The rs29232 SNP exhibited a lower LD (r2 < 0.6) than did all other SNPs in the HapMap CHB data set in the MHC region. This finding suggests that the role of rs29232 might not directly relate to the downstream GABBR1 gene or other neighboring genes, but rather affect genes located in other regions or chromosomes through long-range cis-acting or trans-acting. Nevertheless a recent genome-wide SNP–SNP interaction analysis detected no significant interaction between rs29232 and other SNPs [34]. Further investigation of the role of rs29232 and its relationship with the incidence and etiology of NPC is vital. In explorations of the genetic factors underlying disease susceptibility, epidemiological factors, such as disease incidence rates, are rarely considered. In the current study, an association analysis of rs29232 in regions with high or moderate incidence rates was performed. Future studies conducted in low-incidence regions such as northern China may clarify the relationship between genetic factors and geographic incidence rates.

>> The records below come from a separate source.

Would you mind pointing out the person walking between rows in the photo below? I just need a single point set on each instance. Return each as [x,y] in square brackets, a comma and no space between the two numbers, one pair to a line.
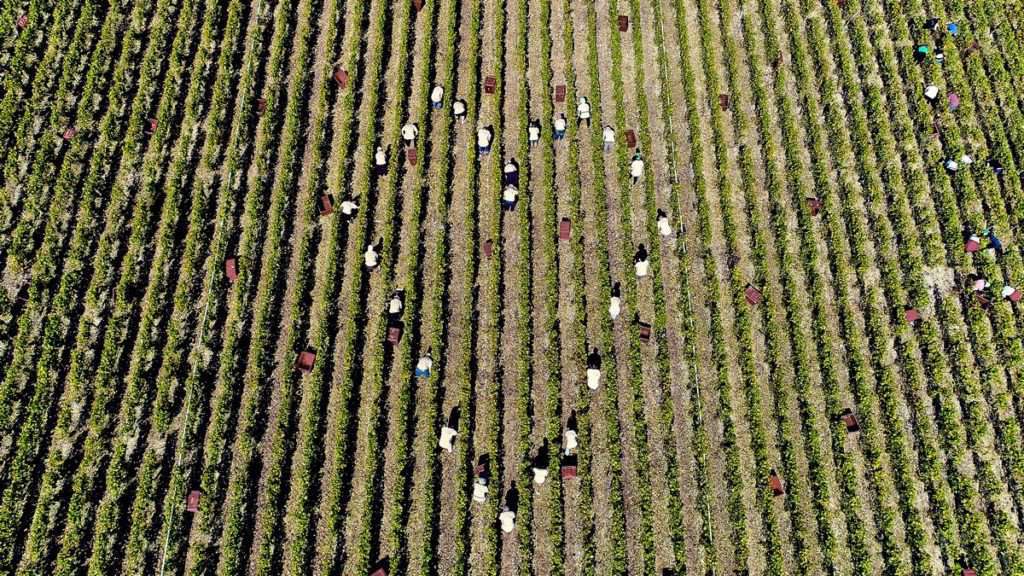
[594,370]
[348,208]
[636,167]
[615,302]
[560,126]
[459,109]
[583,111]
[509,196]
[409,133]
[640,261]
[483,137]
[437,97]
[380,161]
[608,136]
[424,365]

In addition, using imputation or next-generation sequencing to explore the detailed genotypes near rs29232 can further reveal the genetic causes underlying the variation in regional NPC incidence rates. The current study suggested that genetic effects might be involved in epidemiological factors such as regional disease incidences. However, epidemiological factors have rarely been considered in large cross-region association studies. Thus, we suggest that future large cross-region meta-analyses include geographic incidence rates as potential confounding factors.
In this meta-analysis, the results indicated a strong effect of HLA-A on NPC susceptibility and a potential role of rs29232 in the regional differences in NPC incidence among Han Chinese people. However, this study had several limitations. First, although the conclusion was based on several previous studies, the heterogeneity for rs29232 observed in this study was nonsignificant. Second, although the number of subjects in the studies included in the analysis was high, the number of studies included was relatively low. Finally, meta-analyses constitute retrospective research and, thus, are subject to methodological limitations. To minimize potential bias, we used standard methods for study selection, data extraction, and data analysis. Nonetheless, the results presented here should be interpreted with caution until additional studies on rs29232 that control for incidence rates according to region are conducted.